People buy soundbars for convenience.

There are almost always ‘better’ options for the price. For sound quality, you could buy a pair of bookshelf speakers. For surround sound, there are cheap 3.1 or 5.1 systems. But soundbars let you do it all – or almost all from one convenient unit.

The Sonos Beam isn’t the company’s best speaker, but it’s almost certainly its most versatile. At $400, the Beam is an easy way to upgrade your TV’s sound, while enabling some smart TV functionality via Amazon Alexa you never knew you wanted.

It’s a rare combination. Smart speakers continue to become more popular, but high-quality options are still few and far between – let alone ones you can easily hook up to your TV. Sonos claims most smart speakers are designed for the kitchen, when the living room is the heart of your home.

Enter the Beam. It’s priced significantly lower than the company’s existing TV options, the Playbar and Playbase. Those both cost $699, but neither includes voice control. You could just get a Sonos One for that functionality, but you wouldn’t be able to use it to control your TV. The Beam does it all.

It’s super easy to set up too. It uses a single HDMI port for both audio and controlling your TV. That should work with most modern screens, but an optical audio adapter is included for everyone else. I just wish it had an HDMI port for passthrough, as connecting the Beam meant sacrificing an HDMI port for one of my gaming consoles.

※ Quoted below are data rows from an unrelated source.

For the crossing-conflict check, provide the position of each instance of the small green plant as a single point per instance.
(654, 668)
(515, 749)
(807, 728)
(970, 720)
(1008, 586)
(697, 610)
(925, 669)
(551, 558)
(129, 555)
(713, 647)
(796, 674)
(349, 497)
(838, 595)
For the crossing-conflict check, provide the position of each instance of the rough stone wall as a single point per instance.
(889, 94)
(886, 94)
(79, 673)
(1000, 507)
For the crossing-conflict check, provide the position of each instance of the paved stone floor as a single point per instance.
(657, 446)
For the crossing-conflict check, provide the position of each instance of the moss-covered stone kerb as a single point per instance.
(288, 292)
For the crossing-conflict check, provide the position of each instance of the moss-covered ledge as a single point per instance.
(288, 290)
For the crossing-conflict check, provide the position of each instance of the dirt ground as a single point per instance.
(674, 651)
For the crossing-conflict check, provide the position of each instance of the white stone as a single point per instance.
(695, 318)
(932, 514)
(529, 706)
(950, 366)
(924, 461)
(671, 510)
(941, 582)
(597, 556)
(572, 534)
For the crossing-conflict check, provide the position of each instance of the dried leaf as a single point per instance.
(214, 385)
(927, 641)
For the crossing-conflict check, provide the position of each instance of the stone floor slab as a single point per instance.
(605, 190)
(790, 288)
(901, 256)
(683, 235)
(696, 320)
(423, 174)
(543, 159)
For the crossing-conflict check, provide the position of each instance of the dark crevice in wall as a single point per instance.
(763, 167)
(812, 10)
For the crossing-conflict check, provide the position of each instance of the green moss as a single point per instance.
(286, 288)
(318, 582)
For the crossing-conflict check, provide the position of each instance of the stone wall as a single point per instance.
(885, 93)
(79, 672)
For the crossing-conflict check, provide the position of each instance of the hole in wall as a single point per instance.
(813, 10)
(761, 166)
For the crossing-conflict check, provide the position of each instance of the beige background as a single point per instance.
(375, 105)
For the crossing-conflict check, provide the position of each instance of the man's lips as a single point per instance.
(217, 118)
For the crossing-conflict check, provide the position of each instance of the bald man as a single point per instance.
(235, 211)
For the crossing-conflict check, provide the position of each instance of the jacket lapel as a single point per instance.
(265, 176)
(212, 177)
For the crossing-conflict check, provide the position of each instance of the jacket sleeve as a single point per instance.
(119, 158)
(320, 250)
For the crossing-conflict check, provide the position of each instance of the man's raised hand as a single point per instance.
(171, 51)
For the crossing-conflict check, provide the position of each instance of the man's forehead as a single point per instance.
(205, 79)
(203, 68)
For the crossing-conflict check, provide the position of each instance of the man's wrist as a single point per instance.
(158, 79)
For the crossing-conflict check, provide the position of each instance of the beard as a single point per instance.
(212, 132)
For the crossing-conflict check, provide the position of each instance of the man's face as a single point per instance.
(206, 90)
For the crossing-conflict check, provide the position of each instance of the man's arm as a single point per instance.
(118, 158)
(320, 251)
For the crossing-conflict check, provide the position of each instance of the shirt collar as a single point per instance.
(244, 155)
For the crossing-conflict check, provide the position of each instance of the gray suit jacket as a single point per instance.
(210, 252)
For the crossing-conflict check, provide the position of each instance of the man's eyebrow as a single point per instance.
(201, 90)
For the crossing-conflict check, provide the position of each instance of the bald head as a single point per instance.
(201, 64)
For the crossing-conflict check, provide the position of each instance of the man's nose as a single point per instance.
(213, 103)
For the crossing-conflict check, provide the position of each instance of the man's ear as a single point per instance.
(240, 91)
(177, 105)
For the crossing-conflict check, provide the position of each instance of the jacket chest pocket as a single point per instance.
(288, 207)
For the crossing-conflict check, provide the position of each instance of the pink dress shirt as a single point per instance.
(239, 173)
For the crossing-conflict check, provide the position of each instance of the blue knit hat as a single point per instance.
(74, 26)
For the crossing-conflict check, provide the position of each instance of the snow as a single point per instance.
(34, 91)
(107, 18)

That caveat aside, it took me less than five minutes to get it all running, as my Android TV detected the Beam’s capabilities automatically.

As far as I can tell, the only commands that work on my TV are variants of “Alexa, turn on/off my TV” and “Alexa, turn up/down the volume.” But frankly, that’s enough. The voice commands are a wonderful convenience to have if I’m in a hurry to leave home, am in the middle of cooking, or am too lazy to get up and find the remote (or launch the TV app on my phone). It goes much further if you have an Amazon Fire TV – you can control and launch pretty much any app – but I didn’t have such a system to try during my review period.

Not surprisingly, the Beam sounds pretty great too, though not quite at the level of the Playbar or Playbase. The soundstage is wider and the bass reaches lower on both of those models, especially the Playbase, but they’re both significantly larger and more expensive. For its part, Sonos recommends the Beam for small and medium-sizes rooms, where these disadvantages are minimized.